Increasingly Many Bounded Eigenvalues of the Graph of Whitehead Moves

TL;DR

This paper studies the eigenvalues of the graph of graphs formed by cubic graphs connected via Whitehead moves, revealing many small eigenvalues that grow with the graph size, indicating significant bottlenecks.

Contribution

It demonstrates that the graph of graphs has an increasing number of small, bounded eigenvalues as the number of vertices grows, extending previous bottleneck findings.

Findings

Number of bounded eigenvalues increases with n

Eigenvalues are significantly smaller than those of random regular graphs

Identifies bottlenecks in the structure of the graph of graphs

Abstract

In this paper, we investigate the eigenvalues of the Laplacian matrix of the "graph of graphs", in which cubic graphs of order n are joined together using Whitehead moves.

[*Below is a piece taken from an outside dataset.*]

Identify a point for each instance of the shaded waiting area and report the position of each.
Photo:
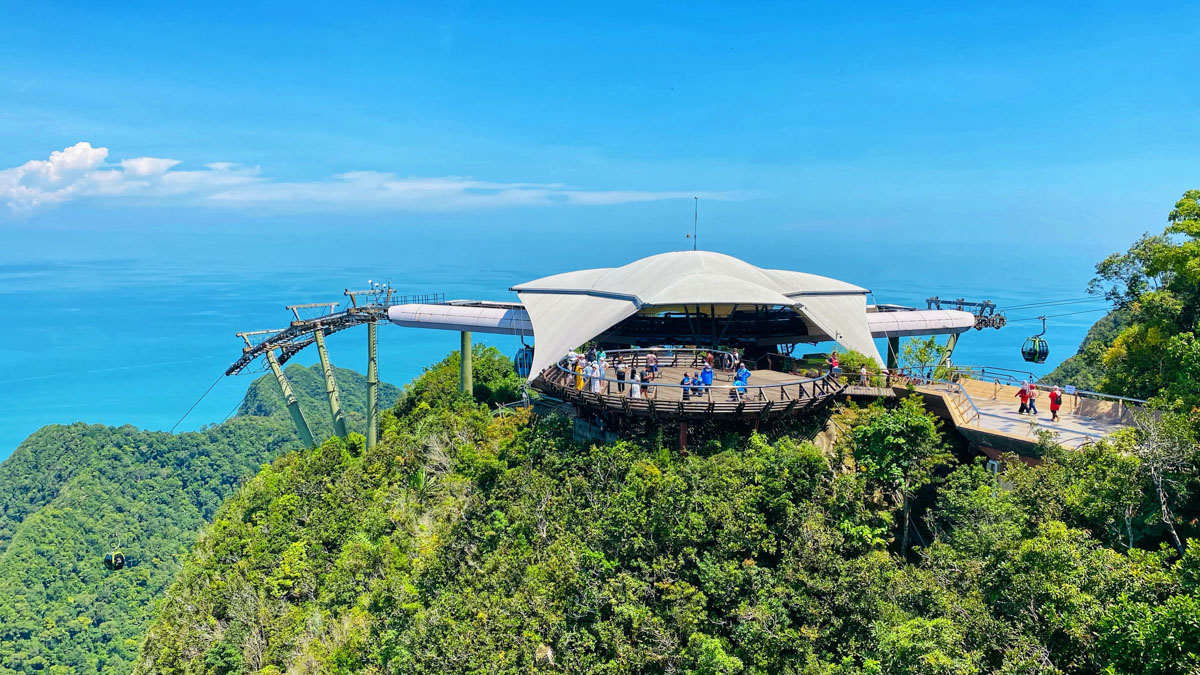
(763, 394)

Our work follows recent results from arXiv:2303.13923 , which discovered a significant "bottleneck" in the graph of graphs. We found that their bottleneck implies an eigenvalue of order at most O(1). In fact, our main contribution is to expand upon this result by showing that the graph of graphs has increasingly many bounded eigenvalues as n increases to infinity. We also show that these eigenvalues are unusually small, in the sense that they are much smaller than the eigenvalues of a random regular graph with an equal number of vertices and a similar degree.